Treatment and Gender Surgery
Currently, most surgeons recommend that trans women and transgender people stop taking estrogen before undergoing gender-affirming surgery. This is because there may be an increased risk of blood clots caused by estrogen and post-operative inactivity. However, it is not clear whether the advice is necessary for everyone.

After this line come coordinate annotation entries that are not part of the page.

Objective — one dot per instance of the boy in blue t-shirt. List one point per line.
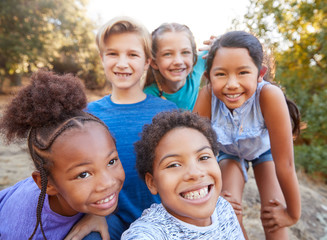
(125, 51)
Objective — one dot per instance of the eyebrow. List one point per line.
(239, 68)
(88, 162)
(176, 155)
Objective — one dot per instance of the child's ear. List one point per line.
(154, 64)
(262, 73)
(51, 189)
(150, 183)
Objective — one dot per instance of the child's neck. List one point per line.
(172, 87)
(123, 96)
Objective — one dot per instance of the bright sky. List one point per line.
(204, 17)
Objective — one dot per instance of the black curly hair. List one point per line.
(41, 112)
(161, 124)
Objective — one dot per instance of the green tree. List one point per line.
(296, 32)
(55, 34)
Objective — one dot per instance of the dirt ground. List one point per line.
(15, 165)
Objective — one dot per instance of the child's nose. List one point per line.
(232, 82)
(104, 180)
(122, 62)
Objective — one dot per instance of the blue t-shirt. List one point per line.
(185, 97)
(18, 214)
(242, 133)
(125, 122)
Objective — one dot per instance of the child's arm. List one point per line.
(203, 103)
(277, 119)
(89, 223)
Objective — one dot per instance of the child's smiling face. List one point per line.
(174, 59)
(87, 174)
(234, 76)
(186, 175)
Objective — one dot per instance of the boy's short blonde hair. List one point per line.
(120, 25)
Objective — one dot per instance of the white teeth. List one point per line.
(177, 70)
(106, 199)
(233, 95)
(196, 194)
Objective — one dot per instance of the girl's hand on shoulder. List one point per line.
(275, 216)
(89, 223)
(235, 204)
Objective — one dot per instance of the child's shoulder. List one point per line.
(20, 188)
(161, 102)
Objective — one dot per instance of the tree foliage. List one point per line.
(46, 33)
(296, 31)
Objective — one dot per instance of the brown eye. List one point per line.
(83, 175)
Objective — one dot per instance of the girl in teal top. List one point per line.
(176, 70)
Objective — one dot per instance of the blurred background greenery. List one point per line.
(59, 35)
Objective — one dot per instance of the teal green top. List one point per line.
(185, 97)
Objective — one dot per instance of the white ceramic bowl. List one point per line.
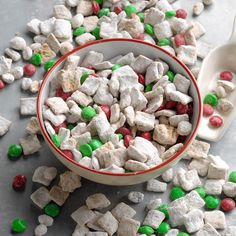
(111, 48)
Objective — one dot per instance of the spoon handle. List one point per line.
(232, 38)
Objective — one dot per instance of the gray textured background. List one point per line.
(14, 15)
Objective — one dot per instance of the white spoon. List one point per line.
(222, 58)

Transgender and nonbinary women who are considering surgery should discuss the risks and benefits of discontinuing estrogen therapy with their surgeon. For some people, stopping estrogen is not a big deal. For others, it can be extremely stressful and lead to increased restlessness. For these individuals, surgical concerns about blood clotting can be resolved with postoperative thromboprophylaxis. (This is a medication that reduces the risk of clot formation.)
However, individual risk depends on many factors, including the type of estrogen, smoking status, type of surgery, and other health problems. Importantly, this is a collaborative conversation with the physician. For some people, stopping estrogen therapy may be inevitable. For others, risk can be managed in other ways.
Transgender and nonbinary women on estrogen therapy should be aware that they need to undergo many of the same screening tests as cisgender women. In particular, they should follow the same mammogram screening guidelines. This is because their risk of breast cancer is more similar to that of cisgender men than cisgender women.
On the other hand, transgender women and women taking estrogen do not need prostate cancer screening until after age 50. Prostate cancer appears to be fairly rare among trans women who have gone through a medical transition. This may be due to reduced testosterone in their blood.